By Andrew G. Haldane | Go to book overview

15

Standstills and an international bankruptcy court

Jonathan Eaton1


15.1

Introduction

Recent proposals have called for a sovereign debt restructuring mechanism (SDRM) to adjudicate disputes between sovereign debtors and their creditors. The goal is to develop an explicit framework for dealing with troubled loans to sovereign debtors, which up to this point the financial community has dealt with on a largely ad hoc basis. The goal is to mitigate the inefficiencies associated with default, in much the same way as domestic bankruptcy procedures are intended to mitigate the consequences of default by private entities within a given jurisdiction. 2 As things stand, to the extent that creditors have any legal recourse when faced with sovereign default, they have had to work within the judicial systems of their own localities.

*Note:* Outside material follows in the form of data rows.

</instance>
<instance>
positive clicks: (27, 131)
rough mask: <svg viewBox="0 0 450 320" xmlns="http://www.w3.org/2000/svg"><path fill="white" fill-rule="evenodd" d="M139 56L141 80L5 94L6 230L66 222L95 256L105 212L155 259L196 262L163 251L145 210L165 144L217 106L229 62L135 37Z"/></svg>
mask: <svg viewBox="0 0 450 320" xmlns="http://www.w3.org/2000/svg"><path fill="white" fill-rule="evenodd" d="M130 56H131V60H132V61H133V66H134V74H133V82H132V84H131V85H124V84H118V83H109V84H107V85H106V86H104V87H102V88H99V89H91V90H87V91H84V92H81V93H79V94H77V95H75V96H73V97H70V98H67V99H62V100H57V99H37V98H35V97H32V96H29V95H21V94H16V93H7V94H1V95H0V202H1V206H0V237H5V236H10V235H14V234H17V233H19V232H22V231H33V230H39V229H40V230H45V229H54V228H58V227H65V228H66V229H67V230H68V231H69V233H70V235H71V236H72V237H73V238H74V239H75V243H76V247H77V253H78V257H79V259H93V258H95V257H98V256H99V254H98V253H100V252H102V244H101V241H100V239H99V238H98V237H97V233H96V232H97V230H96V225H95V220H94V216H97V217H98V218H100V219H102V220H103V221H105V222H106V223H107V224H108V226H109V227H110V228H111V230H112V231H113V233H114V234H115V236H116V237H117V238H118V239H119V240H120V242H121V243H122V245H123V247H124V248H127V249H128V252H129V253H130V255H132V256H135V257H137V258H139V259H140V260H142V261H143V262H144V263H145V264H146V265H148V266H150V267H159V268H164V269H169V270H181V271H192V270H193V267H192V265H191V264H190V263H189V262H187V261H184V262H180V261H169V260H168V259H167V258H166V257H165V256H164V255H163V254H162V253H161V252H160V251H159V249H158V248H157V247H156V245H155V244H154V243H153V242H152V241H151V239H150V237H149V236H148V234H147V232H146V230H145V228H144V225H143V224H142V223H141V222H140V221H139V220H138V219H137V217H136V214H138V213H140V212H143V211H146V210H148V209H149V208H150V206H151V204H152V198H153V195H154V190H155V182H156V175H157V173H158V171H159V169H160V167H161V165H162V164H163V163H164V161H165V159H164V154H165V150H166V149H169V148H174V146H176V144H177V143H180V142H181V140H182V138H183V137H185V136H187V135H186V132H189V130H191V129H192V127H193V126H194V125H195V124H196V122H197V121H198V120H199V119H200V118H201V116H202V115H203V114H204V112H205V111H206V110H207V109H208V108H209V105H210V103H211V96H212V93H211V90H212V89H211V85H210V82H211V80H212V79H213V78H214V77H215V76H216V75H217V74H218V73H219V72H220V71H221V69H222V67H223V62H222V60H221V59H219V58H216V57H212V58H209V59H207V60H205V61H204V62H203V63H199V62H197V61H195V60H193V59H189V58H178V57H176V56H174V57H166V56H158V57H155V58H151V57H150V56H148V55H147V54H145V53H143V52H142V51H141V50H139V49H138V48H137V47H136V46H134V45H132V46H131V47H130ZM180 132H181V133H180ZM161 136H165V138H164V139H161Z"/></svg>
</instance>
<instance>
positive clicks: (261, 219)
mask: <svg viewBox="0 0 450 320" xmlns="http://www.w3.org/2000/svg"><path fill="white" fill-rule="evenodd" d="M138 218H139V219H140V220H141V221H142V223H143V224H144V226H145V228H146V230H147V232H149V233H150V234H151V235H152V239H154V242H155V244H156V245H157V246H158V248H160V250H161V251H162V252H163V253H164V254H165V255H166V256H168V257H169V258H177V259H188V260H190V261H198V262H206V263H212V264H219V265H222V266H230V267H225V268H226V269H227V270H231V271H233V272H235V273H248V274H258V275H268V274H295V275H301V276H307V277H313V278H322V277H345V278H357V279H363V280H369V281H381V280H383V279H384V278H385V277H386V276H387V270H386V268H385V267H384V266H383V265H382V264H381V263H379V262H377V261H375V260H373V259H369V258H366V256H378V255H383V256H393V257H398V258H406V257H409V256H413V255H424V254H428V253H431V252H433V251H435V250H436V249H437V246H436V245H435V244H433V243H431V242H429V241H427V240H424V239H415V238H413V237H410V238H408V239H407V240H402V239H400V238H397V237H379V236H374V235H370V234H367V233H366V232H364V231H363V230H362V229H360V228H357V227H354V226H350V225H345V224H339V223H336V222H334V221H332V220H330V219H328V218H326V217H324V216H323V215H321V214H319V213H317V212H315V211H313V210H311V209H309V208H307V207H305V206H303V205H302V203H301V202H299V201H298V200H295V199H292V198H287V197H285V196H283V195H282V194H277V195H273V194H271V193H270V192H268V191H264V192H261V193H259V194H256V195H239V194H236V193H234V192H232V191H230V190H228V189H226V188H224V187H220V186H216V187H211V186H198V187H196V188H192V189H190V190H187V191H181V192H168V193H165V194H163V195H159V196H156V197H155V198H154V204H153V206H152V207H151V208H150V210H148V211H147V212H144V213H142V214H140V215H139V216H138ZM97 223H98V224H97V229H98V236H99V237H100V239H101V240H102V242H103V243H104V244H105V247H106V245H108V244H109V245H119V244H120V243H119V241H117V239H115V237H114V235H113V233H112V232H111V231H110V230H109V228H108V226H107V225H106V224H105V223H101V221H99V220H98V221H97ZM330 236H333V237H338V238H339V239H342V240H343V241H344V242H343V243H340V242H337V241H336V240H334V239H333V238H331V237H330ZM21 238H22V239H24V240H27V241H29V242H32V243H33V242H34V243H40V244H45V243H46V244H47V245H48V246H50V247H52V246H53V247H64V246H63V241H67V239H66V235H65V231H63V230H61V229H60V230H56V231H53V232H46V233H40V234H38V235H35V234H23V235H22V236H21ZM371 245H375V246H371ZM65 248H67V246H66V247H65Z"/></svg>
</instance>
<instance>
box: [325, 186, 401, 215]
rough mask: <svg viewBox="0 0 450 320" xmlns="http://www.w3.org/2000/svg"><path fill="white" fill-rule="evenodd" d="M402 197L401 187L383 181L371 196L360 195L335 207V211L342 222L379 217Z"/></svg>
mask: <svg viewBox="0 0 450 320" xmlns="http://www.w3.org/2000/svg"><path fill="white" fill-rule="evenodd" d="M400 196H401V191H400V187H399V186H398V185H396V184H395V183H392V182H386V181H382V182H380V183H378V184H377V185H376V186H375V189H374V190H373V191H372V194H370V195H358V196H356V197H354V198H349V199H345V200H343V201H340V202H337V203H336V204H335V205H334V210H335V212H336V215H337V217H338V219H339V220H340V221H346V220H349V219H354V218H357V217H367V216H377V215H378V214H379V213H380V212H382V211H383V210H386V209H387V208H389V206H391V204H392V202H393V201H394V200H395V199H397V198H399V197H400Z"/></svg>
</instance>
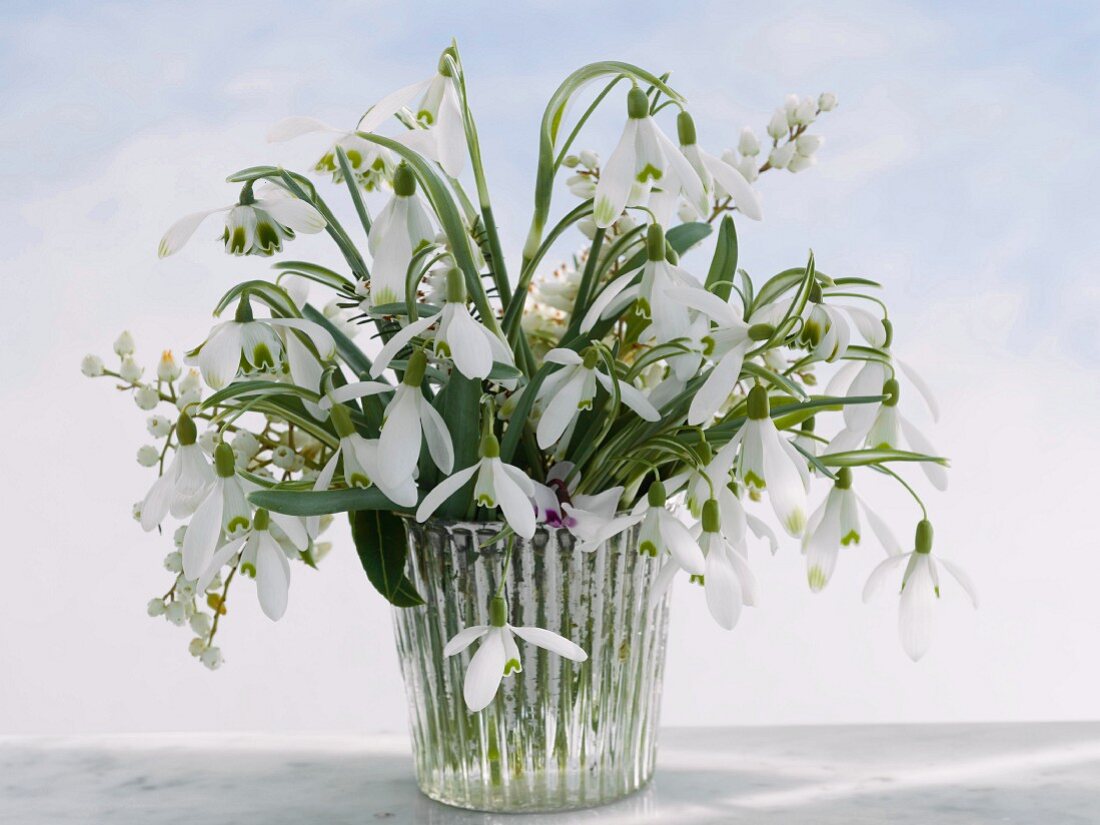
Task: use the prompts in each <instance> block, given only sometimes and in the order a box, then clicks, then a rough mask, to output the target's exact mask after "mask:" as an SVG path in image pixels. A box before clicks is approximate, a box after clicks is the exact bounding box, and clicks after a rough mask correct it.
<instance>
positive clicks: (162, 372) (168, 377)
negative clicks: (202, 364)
mask: <svg viewBox="0 0 1100 825" xmlns="http://www.w3.org/2000/svg"><path fill="white" fill-rule="evenodd" d="M182 372H183V368H182V367H180V366H179V363H178V362H177V361H176V357H175V355H173V354H172V350H165V351H164V352H162V353H161V360H160V361H158V362H157V364H156V377H157V378H160V379H161V381H169V382H171V381H175V379H176V378H178V377H179V374H180V373H182Z"/></svg>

An international bankruptcy mechanism could, in principle, mitigate four deficiencies of the status quo.

First, even in the most sophisticated financial centres, legal precedent and codified law provide only very limited guidance about how to deal with sovereign debt. US law, for example, contains detailed provisions and provides rich precedent about how to deal with corporations, individuals, and state and local governments in default, but has little to say about how to deal with foreign governments.

Second, by virtue of the sovereignty of the debtor, these legal systems have little leverage over sovereign debtors anyway. They are also likely to lack jurisdiction over other creditors as well. Hence national legal systems have little ability to reorganise debts, seize assets or impose new management, the standard remedies in the case of domestic bankruptcy.

Third, to the extent that these legal systems impose decisions on sovereigns in default, debtors may see them as biased in favour of creditors who, since they are often a constituent force in the creditor nation, may be expected to have more political clout.

Fourth, the legal systems of some potential creditor countries (e.g. the United States and United Kingdom) have much more experience in dealing with sovereign debt than others. The status quo may favour potential private lenders from these countries relative to others, reducing global competition in the provision of loans.